We've done the same in WeBlog 4.1. All the CAPTCHA components have been deprecated and will be removed in the next minor release. In addition to the normal form data validation, a new pipeline named weblogValidateComment has been added with a ContactNotRobot processor which uses Sitecore robot detection to ensure the contact is not a robot. Much nicer than a dirty old CAPTCHA on your form.

No more support for WebForms

We've been debating whether to continue supporting WebForms for quite a while. A few months ago I did a bit of research to see what people were recommending to use. Being MVC is newer than WebForms I imagined most people would be heading that way. But to my surprise, most people recommending using whatever you're comfortable with.

I personally prefer MVC over WebForms. I've just found it to be a more natural fit when I've been designing Sitecore implementations in the past. And the writing's on the wall for WebForms with .net core not planning any support for it. To solidify my preference I reached out on Twitter recently to ask which technology others are using (https://twitter.com/adeneys/status/1291142762792751104). 90% of the respondants chose MVC.

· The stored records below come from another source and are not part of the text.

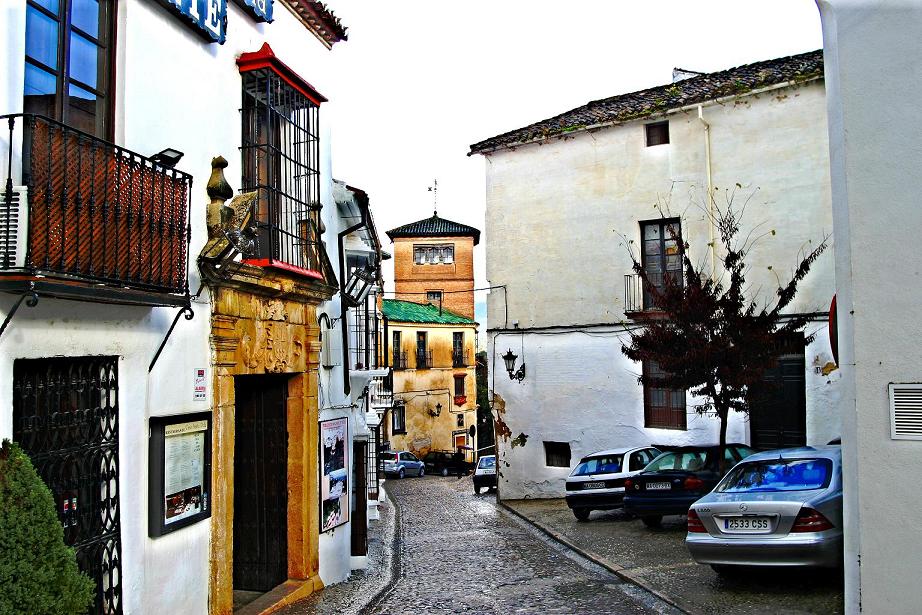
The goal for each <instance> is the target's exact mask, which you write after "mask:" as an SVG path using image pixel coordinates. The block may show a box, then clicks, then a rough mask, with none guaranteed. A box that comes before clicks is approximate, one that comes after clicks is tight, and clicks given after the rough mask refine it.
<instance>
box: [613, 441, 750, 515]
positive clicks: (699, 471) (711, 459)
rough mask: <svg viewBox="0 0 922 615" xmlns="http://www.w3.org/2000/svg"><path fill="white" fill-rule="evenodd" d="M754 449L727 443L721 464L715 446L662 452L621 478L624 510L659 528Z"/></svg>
mask: <svg viewBox="0 0 922 615" xmlns="http://www.w3.org/2000/svg"><path fill="white" fill-rule="evenodd" d="M754 452H755V451H754V450H753V449H751V448H749V447H748V446H746V445H745V444H727V446H726V448H725V450H724V455H723V462H722V463H721V459H720V455H719V447H718V446H716V445H714V446H683V447H678V448H674V449H672V450H670V451H668V452H665V453H663V454H662V455H660V456H659V457H657V458H656V459H654V460H653V461H651V462H650V463H649V465H647V467H646V468H644V471H643V472H641V473H640V474H638V475H636V476H634V477H632V478H629V479H627V480H626V481H624V510H625V511H627V512H629V513H631V514H633V515H637V516H638V517H640V518H641V520H642V521H643V522H644V524H645V525H646V526H647V527H659V525H660V523H661V522H662V520H663V516H665V515H684V514H686V513H687V512H688V507H689V506H691V505H692V504H693V503H695V501H697V500H698V499H699V498H701V497H703V496H704V495H705V494H707V493H709V492H710V491H711V489H713V488H714V486H715V485H716V484H717V483H718V482H719V481H720V479H721V478H723V476H724V474H726V473H727V472H729V471H730V468H732V467H733V466H735V465H736V464H737V462H739V461H740V460H742V459H744V458H745V457H748V456H749V455H751V454H753V453H754Z"/></svg>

If that isn't enough evidence, I also found a bug in the WeBlog 4.0 WebForms code while preparing the WeBlog 4.1 release. Given the fact no one has yet reported the bug indicates no one is actively using WebForms with WeBlog.

Refactoring

The majority of changes in this release have been internal refactorings.

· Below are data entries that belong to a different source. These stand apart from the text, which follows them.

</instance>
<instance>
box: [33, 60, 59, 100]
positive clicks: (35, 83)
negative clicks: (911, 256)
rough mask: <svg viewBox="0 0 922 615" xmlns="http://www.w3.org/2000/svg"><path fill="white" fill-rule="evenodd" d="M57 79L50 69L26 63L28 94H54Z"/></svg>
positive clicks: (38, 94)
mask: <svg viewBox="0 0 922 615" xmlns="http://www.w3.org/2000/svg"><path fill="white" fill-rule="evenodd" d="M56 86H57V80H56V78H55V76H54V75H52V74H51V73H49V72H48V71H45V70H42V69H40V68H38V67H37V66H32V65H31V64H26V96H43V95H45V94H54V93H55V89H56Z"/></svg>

Firstly, all projects were upgraded to the SDK project format which has helped simplify the project XML. It was also necessary to do this to allow changing NuGet references for different target Sitecore versions. We've also been able to switch over all Sitecore references to NuGet package references.

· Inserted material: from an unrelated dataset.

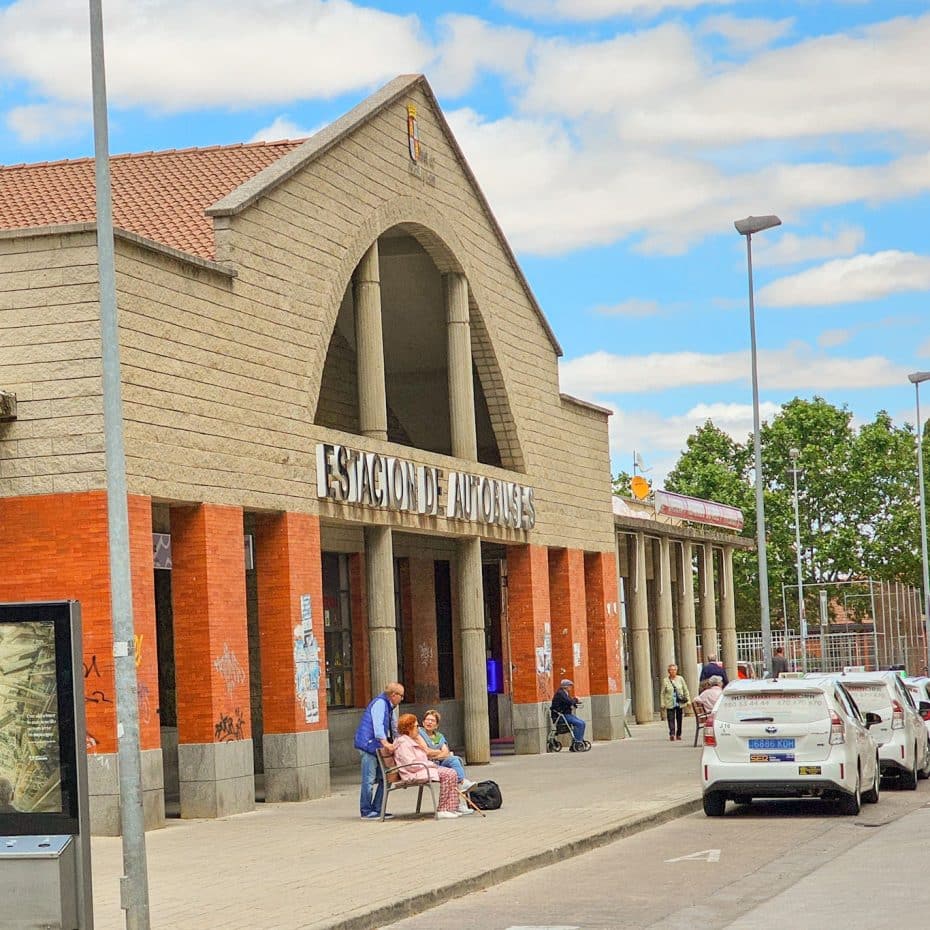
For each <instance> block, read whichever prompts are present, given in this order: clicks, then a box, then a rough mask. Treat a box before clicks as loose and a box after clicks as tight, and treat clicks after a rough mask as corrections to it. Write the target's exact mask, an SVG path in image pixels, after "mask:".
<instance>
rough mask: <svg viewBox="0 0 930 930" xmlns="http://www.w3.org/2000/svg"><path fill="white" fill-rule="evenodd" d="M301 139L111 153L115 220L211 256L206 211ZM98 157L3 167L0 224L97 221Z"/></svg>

In doing this, there have been some changes to project configuration files. If you've been building the project locally yourself, the biggest change will be the deploy.targets file which has been renamed to deploy.props (because the file only contains MSBuild properties and no targets). Details on how to build the project are included in the README.md file at the root of the repo.

There were also many changes to clean up the custom item classes and remove their dependencies. One of the key points of the Custom Item Pattern is that a custom item class should be implicitly convertible to Sitecore.Data.Items.Item. Previously dependencies had started to creep into these classes, requiring those to be passed in the constructor. These have all now been cleaned up with the old constructors being deprecated. There were also a lot of hidden dependencies in the custom item classes, accessing static Sitecore members (link LinkManager). Those dependencies have also been removed by encapsulating the additional behaviour and injecting the extracted class to the locations that required it, rather than shackling the custom item class with all that extra responsibility.

There were also a large number of refactorings to help make the code more testable, adding unit tests along the way.

Conclusion

Although there isn't a heap of new functionality in WeBlog 4.1, the refactorings have helped make the code structure better, and helped increase the code coverage of the unit tests, to help increase the quality of this and future releases.